It might be a long time before any astronauts land on Mars—NASA is talking about the early 2030s, while SpaceX’s Elon Musk has promised it will be sooner. But when humans do touch down, they might find a successor to MOXIE waiting for them. Any crew coming to Mars will likely have their own device onboard their spacecraft that makes oxygen for breathing, so the bigger problem to solve is making the propellant they’ll use to fly home. “If you want to burn fuel, you need oxygen to burn it with,” Hecht says.

Hecht says that a four-person crew would only need about 1.5 metric tons of oxygen for a year for life support, but about 25 tons of it to produce thrust from 7 tons of rocket fuel. The easiest thing would be to send an automated system six months before the crew arrives so the astronauts would have some oxygen waiting for them. It also means they’ll have to carry less equipment from Earth. “It wouldn’t be worth the complexity to bring a ton of equipment to make 25 tons of oxygen for the propellant,” says Hecht.

Some of these same calculations are being considered for a prospective lunar mission, which may happen much sooner than a trip to Mars. Teams from NASA and the ESA are working to heat up lunar soil, known as regolith, to extract oxygen. In fact, regolith is 45 percent oxygen by weight, bound to metallic elements such as silicon, aluminum, calcium, magnesium, iron, and titanium, according to Beth Lomax, a doctoral student at the University of Glasgow and a researcher at the ESA’s European Space Research and Technology Centre in Noordwijk, the Netherlands.

Lomax and Alexandre Meurisse, a fellow at the research center, have been developing a device to heat regolith in a canister with molten salt in order to extract its oxygen. Like the MOXIE project, they use an electrical current to separate the oxygen from the other elements.
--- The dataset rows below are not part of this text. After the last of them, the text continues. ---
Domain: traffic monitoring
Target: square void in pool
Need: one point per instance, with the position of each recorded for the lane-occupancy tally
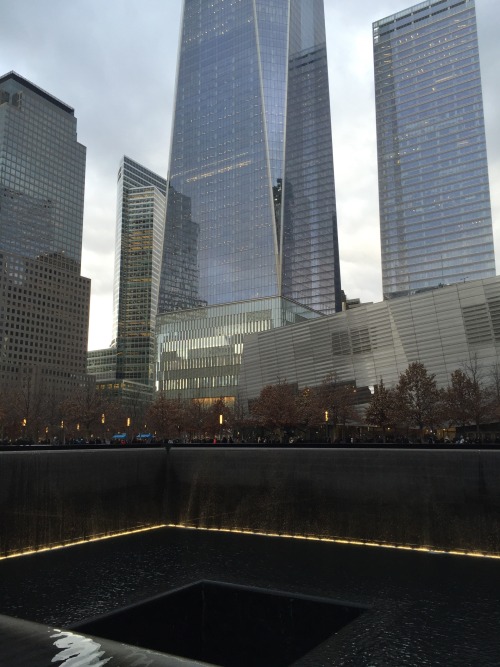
(227, 625)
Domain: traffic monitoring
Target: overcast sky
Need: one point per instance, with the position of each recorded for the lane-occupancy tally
(114, 61)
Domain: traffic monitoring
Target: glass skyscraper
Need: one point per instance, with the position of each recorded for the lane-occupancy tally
(251, 201)
(435, 214)
(251, 228)
(44, 301)
(139, 242)
(42, 172)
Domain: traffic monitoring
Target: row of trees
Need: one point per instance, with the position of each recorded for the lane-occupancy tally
(29, 412)
(282, 411)
(471, 398)
(413, 407)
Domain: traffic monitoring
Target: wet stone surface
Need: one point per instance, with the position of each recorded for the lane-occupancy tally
(423, 608)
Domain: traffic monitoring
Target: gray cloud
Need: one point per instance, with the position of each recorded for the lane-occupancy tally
(115, 63)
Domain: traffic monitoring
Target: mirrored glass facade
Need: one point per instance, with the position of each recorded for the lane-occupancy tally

But unlike MOXIE, they have a by-product: metallic elements that might be useful as a construction material for a lunar base. (In fact, a separate team at ESA is looking at combining astronaut pee with regolith to form a reusable geopolymer building material similar to fly ash.)

Lomax says it makes sense to figure out how to exploit what’s already on the lunar surface, rather than schlepping it over from Earth. “As long-duration space exploration and habitation seem to be becoming more of a reality, the utilization of resources is going to be necessary,” Lomax says. “It’s just not feasible for us to consistently bring every single kilogram of material that we need from Earth. We have this huge gravitational well, and the amount of energy required to get that material into space is so massive.”

By using a container of molten salt, Lomax and Meurisse are lowering the temperature needed to extract oxygen from the lunar soil, dropping it from 1,600 degrees Celsius (2,912 Fahrenheit) to around 600 C (1,112 F). That temperature could be reached by concentrating solar energy, a method already proven in solar power plants in the southwestern United States.

At NASA’s Kennedy Space Center, researchers are figuring out how to remove the metal byproducts that accumulate in the reactor vessel that contains the regolith during electrolysis. That’s important because the melted material is extremely corrosive, and both the metals and the oxygen need to be extracted in some way, according to NASA researcher Kevin Grossman. The goal is to melt the regolith without it touching the sides of the container. “If you take a bucket of regolith, and you want to melt an amount the size of a golf ball just in the very center of that, how do you get to it?” Grossman asks.